Always validate extracted data:

  • Cross-reference metrics across multiple documents
  • Check for unit consistency (thousands vs millions)
  • Verify currency (USD, BRL, EUR, etc.)
  • Confirm time periods match (fiscal vs calendar year)
  • Flag outliers or unexpected values

Common Use Cases

M&A Deal Screening (Sonnet 4.5)

Extract key metrics from 50 CIMs to populate deal pipeline:

bash
# Batch extract from all CIMs
for cim in cims/*.pdf; do
  python scripts/extract_pdf_financials.py "$cim" --mode figures > "extracted/$(basename $cim .pdf).json"
done

Due Diligence Deep Dive (Two-Stage)

Review top 3 targets with Sonnet + Opus:

bash
# Stage 1: Sonnet extraction
python scripts/extract_pdf_financials.py target_cim.pdf --mode all > data.json

Then prompt Opus 4.5:

code
"Review these extractions and validate all key financial metrics, 
consistency, and flag any red flags or inconsistencies."

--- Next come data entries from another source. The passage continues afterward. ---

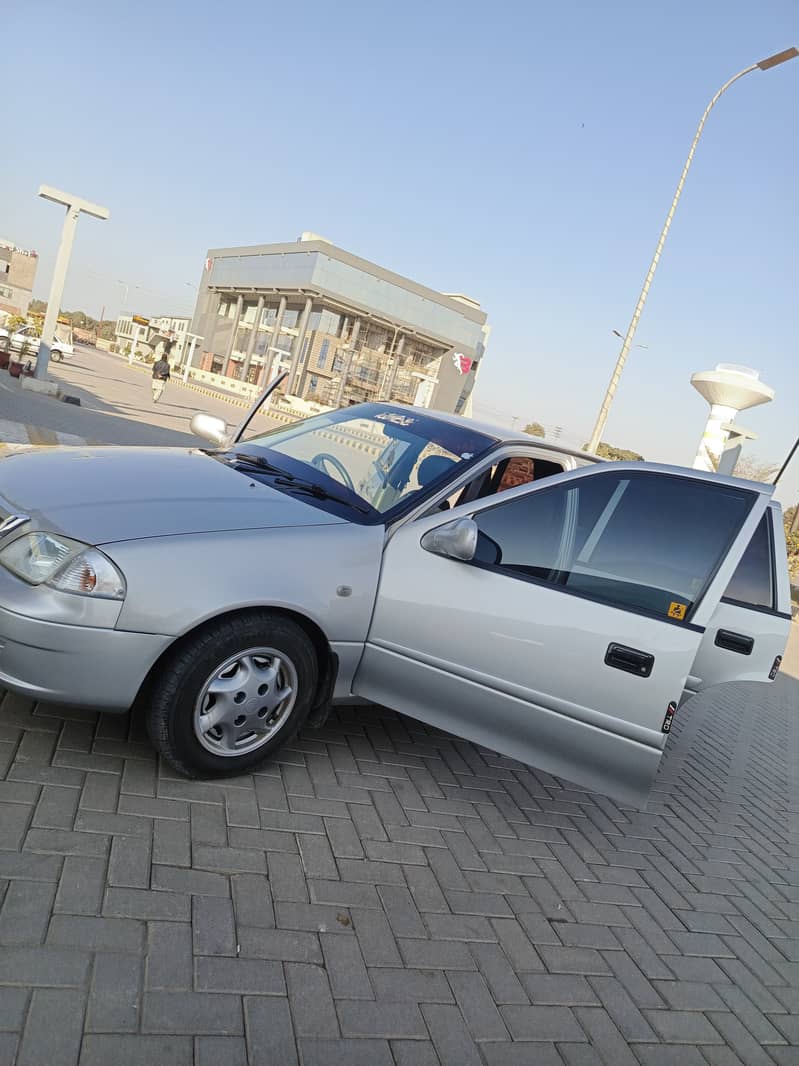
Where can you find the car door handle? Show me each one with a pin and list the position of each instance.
(734, 642)
(630, 660)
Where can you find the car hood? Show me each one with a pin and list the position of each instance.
(101, 495)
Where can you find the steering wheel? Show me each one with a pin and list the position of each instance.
(323, 457)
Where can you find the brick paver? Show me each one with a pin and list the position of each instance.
(382, 893)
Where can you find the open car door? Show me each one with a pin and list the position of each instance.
(557, 623)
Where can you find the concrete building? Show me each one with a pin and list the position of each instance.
(17, 275)
(345, 329)
(153, 336)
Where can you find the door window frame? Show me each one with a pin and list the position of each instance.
(619, 470)
(501, 452)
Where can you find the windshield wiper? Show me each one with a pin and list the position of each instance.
(291, 481)
(258, 462)
(319, 491)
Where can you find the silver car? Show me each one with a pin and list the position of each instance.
(528, 598)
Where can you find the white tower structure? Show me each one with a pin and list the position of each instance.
(728, 389)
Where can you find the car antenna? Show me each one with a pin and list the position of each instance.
(784, 466)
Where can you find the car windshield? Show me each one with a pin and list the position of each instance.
(385, 456)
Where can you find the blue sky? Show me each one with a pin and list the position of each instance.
(524, 154)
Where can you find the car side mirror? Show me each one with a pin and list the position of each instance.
(457, 539)
(211, 429)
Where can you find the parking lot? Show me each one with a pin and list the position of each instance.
(382, 893)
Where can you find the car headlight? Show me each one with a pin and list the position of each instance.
(64, 564)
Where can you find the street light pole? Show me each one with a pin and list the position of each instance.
(766, 64)
(74, 205)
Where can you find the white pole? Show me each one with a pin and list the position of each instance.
(136, 334)
(190, 357)
(605, 408)
(56, 290)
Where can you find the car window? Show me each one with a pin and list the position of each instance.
(752, 583)
(385, 455)
(508, 472)
(647, 542)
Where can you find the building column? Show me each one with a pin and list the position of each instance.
(348, 353)
(394, 367)
(231, 339)
(212, 316)
(271, 355)
(251, 341)
(190, 357)
(296, 350)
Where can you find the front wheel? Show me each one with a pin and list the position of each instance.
(231, 695)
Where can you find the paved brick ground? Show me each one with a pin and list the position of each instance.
(386, 894)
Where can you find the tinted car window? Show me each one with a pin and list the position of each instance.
(647, 542)
(752, 582)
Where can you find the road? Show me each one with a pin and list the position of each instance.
(116, 405)
(381, 893)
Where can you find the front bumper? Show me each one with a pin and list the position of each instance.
(75, 665)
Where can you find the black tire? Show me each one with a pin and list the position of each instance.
(182, 678)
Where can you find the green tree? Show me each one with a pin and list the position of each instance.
(535, 430)
(616, 454)
(751, 468)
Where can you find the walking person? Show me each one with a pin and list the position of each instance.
(160, 376)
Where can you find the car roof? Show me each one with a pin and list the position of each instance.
(500, 432)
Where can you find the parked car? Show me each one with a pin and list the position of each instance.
(377, 553)
(27, 341)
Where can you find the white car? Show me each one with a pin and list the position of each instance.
(27, 340)
(550, 607)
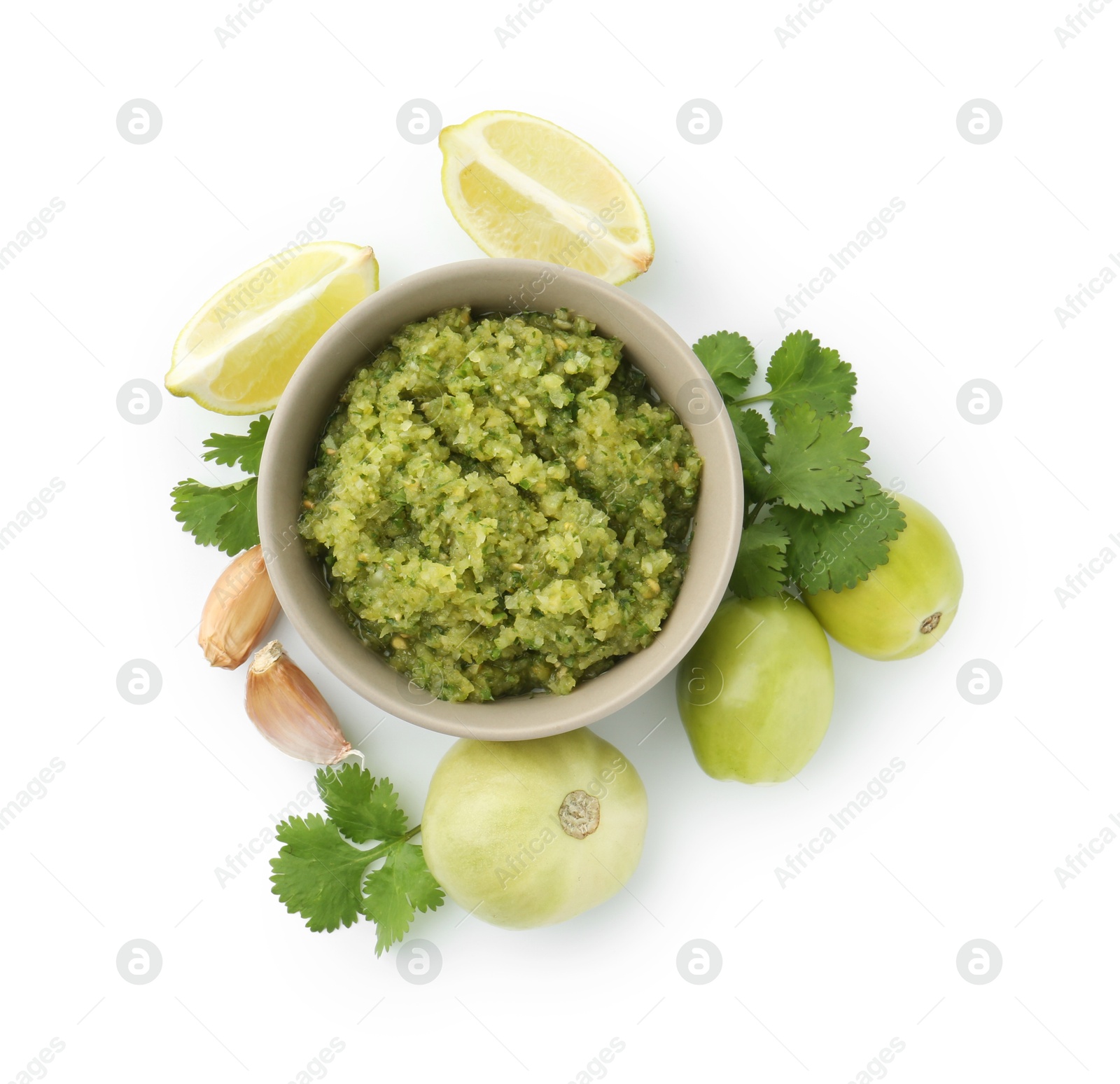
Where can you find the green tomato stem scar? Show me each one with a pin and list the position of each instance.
(580, 814)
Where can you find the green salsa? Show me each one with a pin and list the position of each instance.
(502, 504)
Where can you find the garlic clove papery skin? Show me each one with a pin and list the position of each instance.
(289, 711)
(240, 611)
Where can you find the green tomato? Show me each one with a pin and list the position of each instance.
(905, 606)
(526, 833)
(755, 691)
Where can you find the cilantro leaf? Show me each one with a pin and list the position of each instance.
(318, 874)
(231, 450)
(731, 361)
(224, 517)
(752, 435)
(801, 372)
(839, 549)
(817, 463)
(750, 428)
(362, 807)
(397, 891)
(760, 569)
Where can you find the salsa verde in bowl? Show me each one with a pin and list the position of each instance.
(484, 416)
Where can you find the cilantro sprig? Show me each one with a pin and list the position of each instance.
(816, 515)
(321, 875)
(224, 515)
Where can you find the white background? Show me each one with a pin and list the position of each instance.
(817, 137)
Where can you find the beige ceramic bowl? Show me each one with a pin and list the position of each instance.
(498, 286)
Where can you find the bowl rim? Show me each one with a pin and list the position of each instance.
(718, 520)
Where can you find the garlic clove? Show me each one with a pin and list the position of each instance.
(289, 711)
(240, 611)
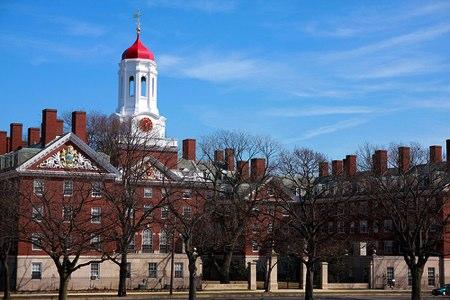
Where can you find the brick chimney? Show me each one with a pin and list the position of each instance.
(229, 159)
(380, 163)
(59, 127)
(79, 125)
(218, 155)
(3, 142)
(323, 169)
(350, 165)
(49, 125)
(189, 149)
(435, 154)
(257, 168)
(447, 149)
(34, 136)
(404, 159)
(243, 169)
(16, 136)
(337, 167)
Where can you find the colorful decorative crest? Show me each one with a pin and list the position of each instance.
(68, 158)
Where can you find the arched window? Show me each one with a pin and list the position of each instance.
(153, 86)
(143, 86)
(131, 86)
(147, 241)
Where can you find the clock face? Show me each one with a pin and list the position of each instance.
(145, 124)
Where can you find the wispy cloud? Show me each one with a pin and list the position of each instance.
(403, 67)
(76, 27)
(333, 128)
(400, 40)
(317, 111)
(209, 6)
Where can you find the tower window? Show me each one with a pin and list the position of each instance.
(131, 86)
(143, 86)
(153, 86)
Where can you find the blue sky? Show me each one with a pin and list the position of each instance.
(329, 75)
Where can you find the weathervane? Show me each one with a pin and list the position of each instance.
(137, 16)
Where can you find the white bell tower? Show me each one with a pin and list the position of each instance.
(138, 89)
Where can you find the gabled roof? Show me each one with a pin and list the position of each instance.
(94, 158)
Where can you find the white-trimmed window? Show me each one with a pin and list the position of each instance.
(431, 277)
(255, 246)
(96, 189)
(388, 247)
(352, 227)
(96, 215)
(148, 210)
(148, 192)
(36, 270)
(95, 241)
(375, 227)
(95, 271)
(143, 86)
(147, 241)
(37, 213)
(38, 187)
(387, 226)
(187, 194)
(340, 226)
(152, 270)
(67, 213)
(163, 242)
(164, 212)
(68, 188)
(36, 241)
(178, 270)
(363, 226)
(187, 212)
(390, 273)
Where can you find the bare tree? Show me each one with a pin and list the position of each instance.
(140, 162)
(62, 226)
(308, 210)
(413, 195)
(8, 230)
(233, 192)
(189, 215)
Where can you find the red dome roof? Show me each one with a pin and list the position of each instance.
(138, 50)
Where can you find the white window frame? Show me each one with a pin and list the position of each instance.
(36, 267)
(68, 187)
(95, 271)
(178, 266)
(148, 193)
(37, 212)
(152, 272)
(187, 212)
(38, 187)
(96, 190)
(36, 242)
(164, 212)
(95, 216)
(363, 226)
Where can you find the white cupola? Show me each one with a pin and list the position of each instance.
(138, 82)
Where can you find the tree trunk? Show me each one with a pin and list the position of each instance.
(192, 277)
(268, 274)
(309, 282)
(6, 279)
(225, 268)
(416, 276)
(63, 285)
(122, 291)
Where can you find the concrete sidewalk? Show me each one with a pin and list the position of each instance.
(209, 294)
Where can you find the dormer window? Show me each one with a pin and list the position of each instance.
(143, 86)
(131, 86)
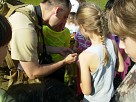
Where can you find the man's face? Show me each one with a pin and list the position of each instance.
(129, 45)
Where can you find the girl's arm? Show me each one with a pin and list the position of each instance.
(87, 64)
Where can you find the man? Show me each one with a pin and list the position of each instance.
(24, 42)
(122, 22)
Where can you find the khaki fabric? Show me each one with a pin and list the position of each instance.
(24, 40)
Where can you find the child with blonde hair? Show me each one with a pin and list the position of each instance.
(97, 62)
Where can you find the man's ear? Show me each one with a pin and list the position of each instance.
(58, 11)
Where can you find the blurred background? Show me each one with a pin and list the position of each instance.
(101, 3)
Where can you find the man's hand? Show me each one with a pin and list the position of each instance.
(64, 51)
(70, 58)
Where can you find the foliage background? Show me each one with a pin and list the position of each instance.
(101, 3)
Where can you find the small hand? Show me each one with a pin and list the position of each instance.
(70, 58)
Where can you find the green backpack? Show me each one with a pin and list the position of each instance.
(7, 7)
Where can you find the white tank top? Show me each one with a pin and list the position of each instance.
(103, 76)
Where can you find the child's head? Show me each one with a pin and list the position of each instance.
(92, 20)
(109, 5)
(122, 22)
(71, 18)
(5, 36)
(55, 13)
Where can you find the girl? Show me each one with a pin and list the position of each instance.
(97, 62)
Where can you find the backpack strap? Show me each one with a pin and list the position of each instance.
(10, 62)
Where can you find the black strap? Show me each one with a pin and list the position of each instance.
(40, 22)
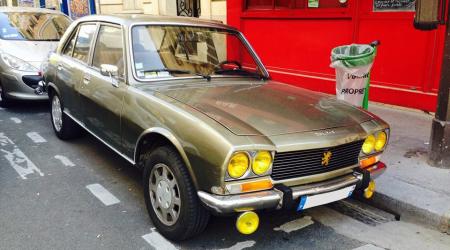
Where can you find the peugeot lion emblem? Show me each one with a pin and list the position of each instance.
(326, 158)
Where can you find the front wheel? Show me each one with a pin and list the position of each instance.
(65, 128)
(170, 196)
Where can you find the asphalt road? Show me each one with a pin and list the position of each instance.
(80, 195)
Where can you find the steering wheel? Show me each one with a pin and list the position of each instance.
(220, 65)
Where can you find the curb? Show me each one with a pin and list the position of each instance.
(408, 212)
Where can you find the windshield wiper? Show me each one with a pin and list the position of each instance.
(239, 72)
(179, 71)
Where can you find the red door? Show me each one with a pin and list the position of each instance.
(294, 41)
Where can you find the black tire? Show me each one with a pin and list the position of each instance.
(193, 217)
(5, 102)
(68, 129)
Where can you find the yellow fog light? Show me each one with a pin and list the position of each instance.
(380, 141)
(369, 144)
(247, 222)
(238, 165)
(261, 163)
(368, 192)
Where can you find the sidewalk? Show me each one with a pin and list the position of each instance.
(410, 187)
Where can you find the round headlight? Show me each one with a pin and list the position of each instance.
(238, 165)
(381, 141)
(261, 162)
(369, 144)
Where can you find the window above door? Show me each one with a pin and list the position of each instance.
(294, 4)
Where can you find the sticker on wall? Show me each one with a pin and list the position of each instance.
(78, 8)
(313, 3)
(394, 5)
(26, 3)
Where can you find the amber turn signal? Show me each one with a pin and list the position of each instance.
(368, 162)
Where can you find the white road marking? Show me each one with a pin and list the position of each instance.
(36, 137)
(158, 241)
(15, 120)
(17, 159)
(368, 247)
(241, 245)
(64, 160)
(295, 224)
(102, 194)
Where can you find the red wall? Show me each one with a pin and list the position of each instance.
(295, 46)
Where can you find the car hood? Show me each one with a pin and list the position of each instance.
(267, 109)
(33, 52)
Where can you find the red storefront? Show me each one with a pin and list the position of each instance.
(294, 39)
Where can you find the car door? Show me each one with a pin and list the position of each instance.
(72, 64)
(102, 94)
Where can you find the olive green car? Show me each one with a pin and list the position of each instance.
(190, 103)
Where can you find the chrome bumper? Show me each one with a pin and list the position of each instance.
(273, 199)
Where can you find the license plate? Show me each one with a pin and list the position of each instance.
(325, 198)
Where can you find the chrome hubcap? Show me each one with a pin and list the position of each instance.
(164, 194)
(56, 113)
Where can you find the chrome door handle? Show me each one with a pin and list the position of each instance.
(86, 79)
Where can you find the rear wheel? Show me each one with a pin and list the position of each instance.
(65, 128)
(4, 101)
(170, 196)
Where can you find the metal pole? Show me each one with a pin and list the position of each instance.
(439, 155)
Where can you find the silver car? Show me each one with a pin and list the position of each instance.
(27, 35)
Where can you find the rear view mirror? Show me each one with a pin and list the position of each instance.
(428, 14)
(109, 70)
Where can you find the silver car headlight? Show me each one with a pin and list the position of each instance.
(17, 63)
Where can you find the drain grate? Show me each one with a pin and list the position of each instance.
(362, 212)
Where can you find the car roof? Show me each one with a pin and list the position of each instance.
(130, 19)
(29, 9)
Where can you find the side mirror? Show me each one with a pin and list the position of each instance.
(109, 70)
(428, 14)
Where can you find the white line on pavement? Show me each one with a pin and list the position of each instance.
(36, 137)
(368, 247)
(17, 159)
(15, 120)
(102, 194)
(295, 224)
(64, 160)
(241, 245)
(157, 241)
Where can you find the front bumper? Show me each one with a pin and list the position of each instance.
(285, 197)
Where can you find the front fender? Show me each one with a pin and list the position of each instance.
(173, 139)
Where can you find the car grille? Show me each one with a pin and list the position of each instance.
(295, 164)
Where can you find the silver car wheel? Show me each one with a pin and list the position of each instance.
(56, 113)
(164, 194)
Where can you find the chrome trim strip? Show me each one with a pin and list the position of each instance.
(235, 203)
(100, 139)
(272, 199)
(328, 186)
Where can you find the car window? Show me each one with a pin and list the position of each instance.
(109, 48)
(83, 43)
(69, 47)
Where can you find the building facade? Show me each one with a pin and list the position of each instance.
(294, 39)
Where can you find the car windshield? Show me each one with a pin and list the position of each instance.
(179, 51)
(31, 26)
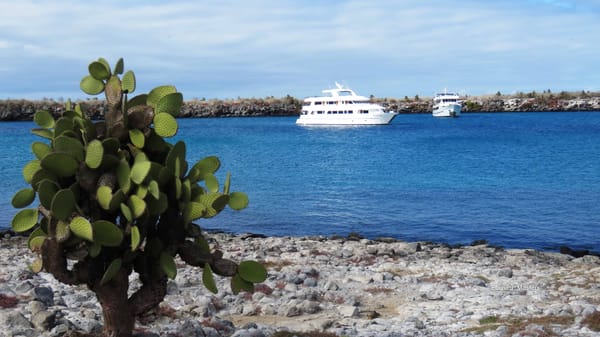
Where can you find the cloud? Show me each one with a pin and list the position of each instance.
(261, 48)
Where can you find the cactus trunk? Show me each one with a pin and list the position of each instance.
(118, 319)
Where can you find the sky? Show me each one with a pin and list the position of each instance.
(260, 48)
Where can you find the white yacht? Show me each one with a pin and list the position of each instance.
(342, 106)
(446, 104)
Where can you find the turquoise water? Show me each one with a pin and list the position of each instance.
(528, 180)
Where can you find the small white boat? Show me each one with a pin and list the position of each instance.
(342, 106)
(446, 104)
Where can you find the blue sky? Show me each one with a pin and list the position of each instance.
(229, 49)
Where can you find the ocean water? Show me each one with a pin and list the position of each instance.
(519, 180)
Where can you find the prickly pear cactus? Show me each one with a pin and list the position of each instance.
(116, 197)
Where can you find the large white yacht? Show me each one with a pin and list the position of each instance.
(342, 106)
(446, 104)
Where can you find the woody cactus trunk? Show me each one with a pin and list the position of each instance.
(115, 198)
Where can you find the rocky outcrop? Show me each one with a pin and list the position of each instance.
(337, 287)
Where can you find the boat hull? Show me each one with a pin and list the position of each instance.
(349, 119)
(447, 110)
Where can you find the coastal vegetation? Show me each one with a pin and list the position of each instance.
(117, 199)
(21, 109)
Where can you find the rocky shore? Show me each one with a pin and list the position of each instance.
(324, 287)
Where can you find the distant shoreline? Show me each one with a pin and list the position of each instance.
(23, 110)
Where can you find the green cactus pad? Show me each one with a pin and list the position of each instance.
(137, 206)
(207, 165)
(167, 264)
(23, 198)
(201, 242)
(24, 220)
(142, 191)
(63, 204)
(111, 271)
(70, 146)
(128, 82)
(91, 86)
(165, 125)
(123, 176)
(61, 164)
(238, 200)
(99, 71)
(137, 138)
(119, 66)
(109, 162)
(47, 188)
(104, 196)
(170, 104)
(113, 90)
(238, 284)
(208, 279)
(95, 249)
(176, 159)
(81, 227)
(44, 133)
(186, 191)
(154, 189)
(44, 119)
(193, 211)
(30, 169)
(36, 266)
(157, 93)
(212, 183)
(252, 271)
(140, 116)
(62, 232)
(135, 238)
(140, 171)
(107, 233)
(126, 212)
(227, 183)
(40, 175)
(40, 149)
(137, 100)
(94, 153)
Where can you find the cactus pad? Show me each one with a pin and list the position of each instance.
(63, 204)
(238, 200)
(94, 154)
(24, 220)
(91, 86)
(128, 82)
(168, 266)
(60, 164)
(44, 119)
(252, 271)
(23, 198)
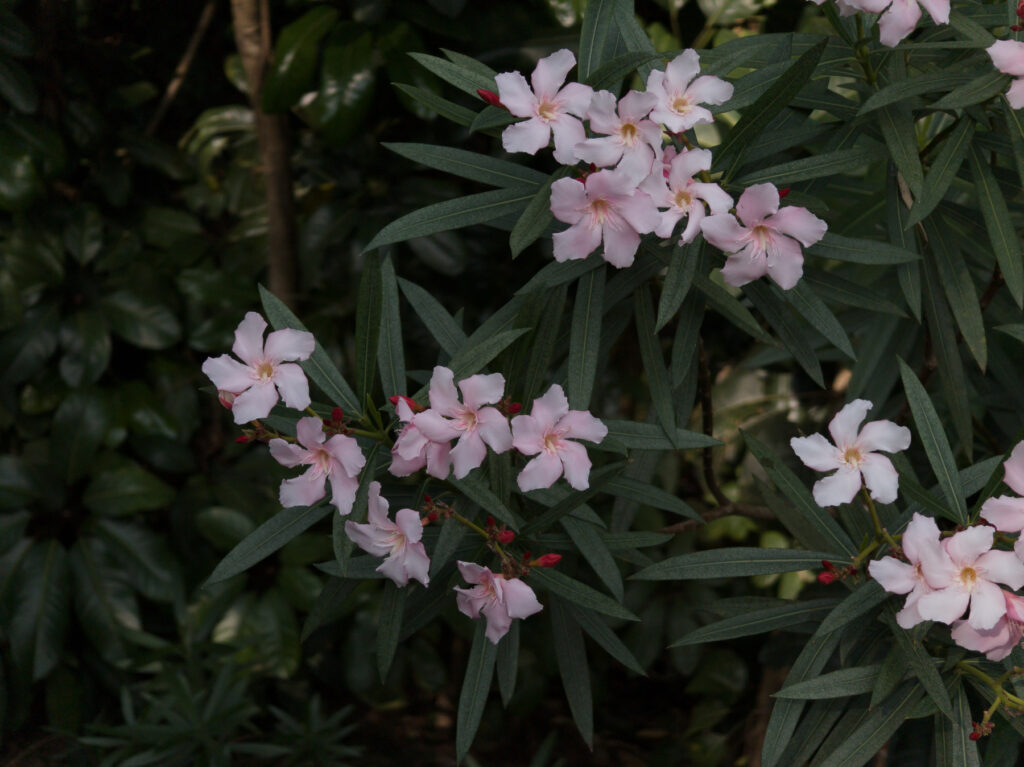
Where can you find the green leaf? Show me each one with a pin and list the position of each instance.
(585, 338)
(731, 562)
(759, 622)
(268, 538)
(470, 165)
(842, 683)
(571, 656)
(475, 685)
(125, 491)
(454, 214)
(390, 356)
(860, 251)
(579, 594)
(823, 531)
(769, 103)
(1006, 244)
(933, 437)
(318, 367)
(295, 57)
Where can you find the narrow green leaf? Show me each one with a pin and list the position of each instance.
(475, 685)
(933, 437)
(268, 538)
(318, 367)
(571, 656)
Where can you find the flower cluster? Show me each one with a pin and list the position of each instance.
(637, 184)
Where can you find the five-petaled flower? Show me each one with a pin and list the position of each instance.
(474, 425)
(767, 241)
(500, 599)
(549, 107)
(338, 459)
(267, 370)
(399, 541)
(548, 431)
(854, 455)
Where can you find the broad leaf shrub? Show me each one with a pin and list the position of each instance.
(856, 211)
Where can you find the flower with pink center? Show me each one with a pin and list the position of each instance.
(500, 599)
(266, 370)
(606, 206)
(628, 138)
(901, 16)
(922, 545)
(683, 197)
(399, 541)
(338, 459)
(413, 451)
(767, 241)
(854, 455)
(469, 421)
(969, 576)
(998, 641)
(547, 432)
(549, 107)
(1008, 57)
(680, 96)
(1007, 512)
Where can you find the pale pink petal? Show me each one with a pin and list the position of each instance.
(254, 403)
(1005, 512)
(816, 453)
(1014, 468)
(577, 242)
(541, 472)
(881, 477)
(289, 345)
(228, 374)
(468, 454)
(844, 425)
(529, 136)
(757, 203)
(898, 22)
(551, 72)
(582, 425)
(494, 429)
(577, 465)
(520, 601)
(292, 384)
(248, 344)
(841, 487)
(514, 92)
(304, 489)
(480, 389)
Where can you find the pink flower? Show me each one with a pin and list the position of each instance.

Investment Committee Prep (Opus 4.5)

Final validation for IC presentation - use Opus 4.5 exclusively for comprehensive validation of all financial data, cross-checking across sources, and identifying any concerns.


Summary

This skill provides best-in-class financial data extraction with intelligent model selection:

  • Sonnet 4.5: Fast, accurate, cost-effective for 95% of tasks
  • Opus 4.5: Premium accuracy for critical 5% where quality is paramount
  • Strategic approach: Use both models optimally to balance speed, cost, and quality

The key insight: For high-value M&A work, spending $50 on Opus validation is trivial insurance against million-dollar mistakes.